Толстой убежден, что «в последние два столетия жизни… во всем народе… ясно выразилось одно продолжительное и определенно ясное движение». Цель нового произведения — уяснить для себя и показать всем это «ясное движение», этот вектор духовного и душевного развития и тем самым дать критерий всей дальнейшей общественной и религиозной деятельности. Критерий был для него в то время связан с деятельностью Русской Православной церкви.

Что же заставило Льва Николаевича порвать с Церковью и как следствие похоронить роман о столетней истории русского духа? Это, во-первых, союз Церкви и Государства: «Вера, пока она вера, не может быть подчинена власти по существу своему». Во-вторых, «это явление насилия в деле веры». «…Как, зачем, кому может быть нужно, чтобы другой не только верил, но и исповедовал бы свою веру так же, как я?»

Ответ, решает Толстой, в том, что Церковь вступила в кощунственный союз с государственной властью и вступила потому, что сама возжелала быть властью — духовной властью. С Никейских соборов «понятие Церкви… стало для некоторых власть. Оно соединилось с властью и стало действовать, как власть. И все то, что соединилось с властью и подпало ей, перестало быть верой, а стало обманом».

Толстой ополчился не на Церковь-Веру, а на Церковь-Власть.
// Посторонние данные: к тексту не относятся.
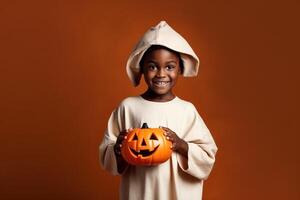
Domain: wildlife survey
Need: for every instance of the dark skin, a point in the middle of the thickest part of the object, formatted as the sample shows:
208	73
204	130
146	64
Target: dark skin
161	68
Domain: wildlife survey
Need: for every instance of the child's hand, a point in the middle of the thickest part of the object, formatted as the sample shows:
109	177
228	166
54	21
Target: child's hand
178	144
121	137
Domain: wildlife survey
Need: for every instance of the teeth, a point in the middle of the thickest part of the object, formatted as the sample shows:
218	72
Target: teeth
161	83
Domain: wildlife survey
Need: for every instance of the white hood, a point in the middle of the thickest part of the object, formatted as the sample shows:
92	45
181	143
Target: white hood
162	34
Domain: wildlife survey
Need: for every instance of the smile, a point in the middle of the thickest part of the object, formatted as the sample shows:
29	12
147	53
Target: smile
143	153
161	83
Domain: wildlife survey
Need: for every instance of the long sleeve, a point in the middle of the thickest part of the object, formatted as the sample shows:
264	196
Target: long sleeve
106	149
202	148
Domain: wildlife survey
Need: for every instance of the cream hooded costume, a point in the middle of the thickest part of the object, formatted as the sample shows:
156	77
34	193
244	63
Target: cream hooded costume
177	178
В отличие от Церкви-Веры, Церковь-Власть не могла быть представлена носительницей высшего пласта Общей души народа.

Разрыв с Церковью был в высшей степени драматичным для Толстого. В XI главе «В чем моя вера?» Толстой рассказывает, что он «никак не думал, что новый открывшийся мне смысл учения Христа и выводы из него разъединят меня с учением церкви. Я боялся этого». Он вынужден был застопорить ту духовную деятельность, к которой всегда стремилась его душа. Да и для Руси, надо полагать, печально то, что Лев Толстой мог стать, но не стал ее путеводным духом.
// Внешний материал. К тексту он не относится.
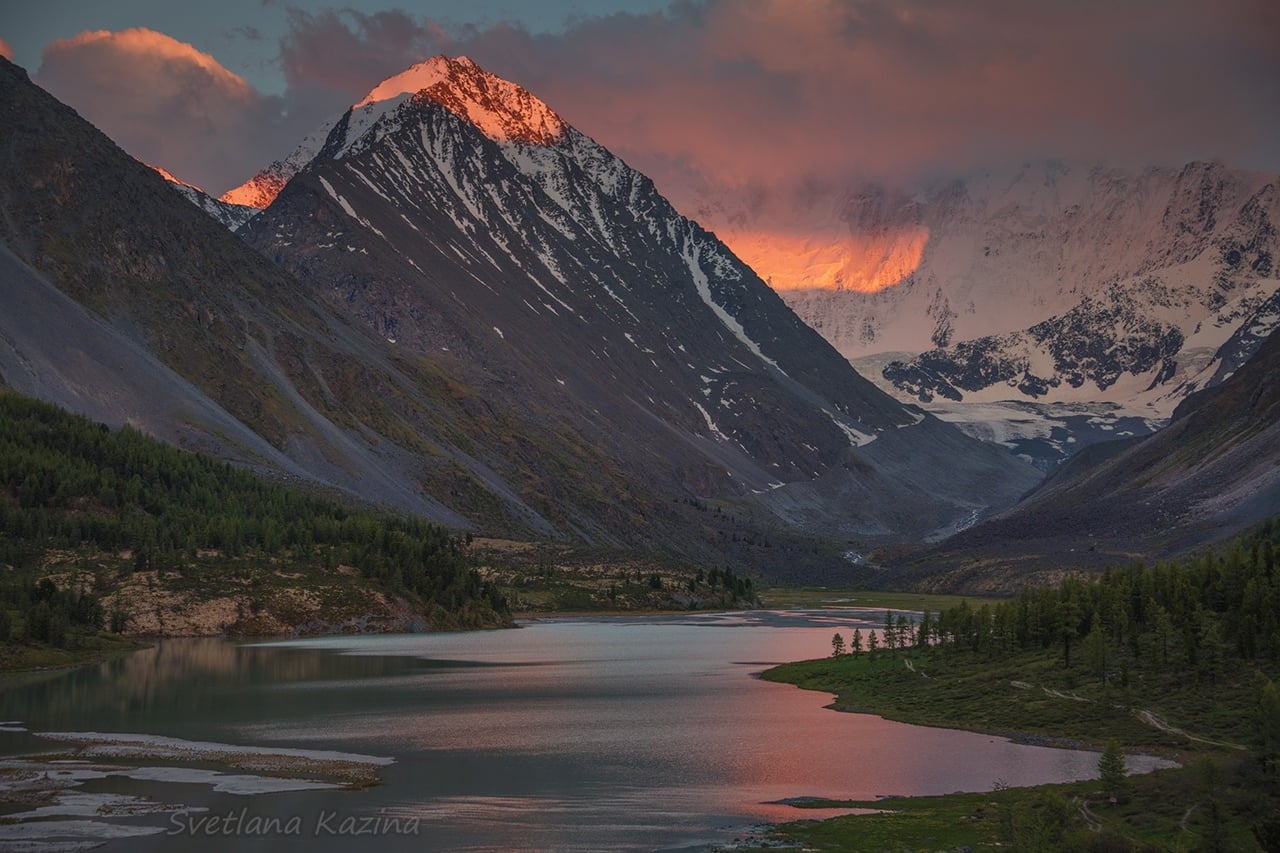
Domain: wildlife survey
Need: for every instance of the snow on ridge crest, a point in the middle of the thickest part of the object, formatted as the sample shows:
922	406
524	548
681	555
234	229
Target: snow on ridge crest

Толстой всей душой, как родного себе по духу, любил Иисуса Христа и верил ему. И потому от церковных толкователей Толстой непосредственно адресовался к самому Христу. Никак нельзя сказать, что Лев Николаевич изменил и Православию; он перешел из одного пространства — духовной жизни отдельной Общей души — на поприще всечеловеческой духовной жизни. Для Толстого, конечно, было немаловажно и то, что на этом поприще нет и не может быть человеческой духовной власти.

В конце 1870 года несколько месяцев нередко с утра до ночи Толстой занимается изучением древнегреческого языка. Зачем ему это понадобилось? Он учил язык в видах неведомого ему будущего. Без знания греческого он через девять лет не смог бы задумать и осуществить грандиозный замысел — перевод четырех Евангелий, труд, необходимый Толстому для самоуяснения и изложения учения о всечеловеческой духовной жизни — Сыне человеческом.
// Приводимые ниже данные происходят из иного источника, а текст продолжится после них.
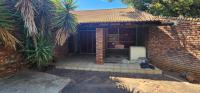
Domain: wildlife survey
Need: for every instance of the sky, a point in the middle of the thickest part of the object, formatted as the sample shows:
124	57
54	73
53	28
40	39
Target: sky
98	4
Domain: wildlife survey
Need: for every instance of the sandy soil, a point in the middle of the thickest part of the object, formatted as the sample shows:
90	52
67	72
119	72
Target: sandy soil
105	82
«Сын человеческий» у Толстого — это та ипостась Бога, которая, оставаясь единым целым, размещена в отдельных людях, чтобы становиться высшими душами людей.

Сын человеческий является носителем истинной (несмертной) жизни, которая дана ему по Воле Бога«…, и потому человек сохраняет жизнь только тогда, когда он на жизнь свою смотрит как на залог, как на талант, данный ему Отцом для того, чтобы служить жизни всех, когда он живет не для себя, а для сына человеческого» (гл. VIII, «В чем моя вера?»).

«Христос противополагает личной жизни не загробную жизнь, а жизнь общую, связанную с жизнью настоящей, прошедшей и будущей всего человечества, жизнью сына человеческого», из чего следует, что «продолжение жизни (после смерти. — И.М.), по учению Христа, несомненно потому, что жизнь, по его учению, переносится в сына человеческого, живущего по воле Отца» (там же).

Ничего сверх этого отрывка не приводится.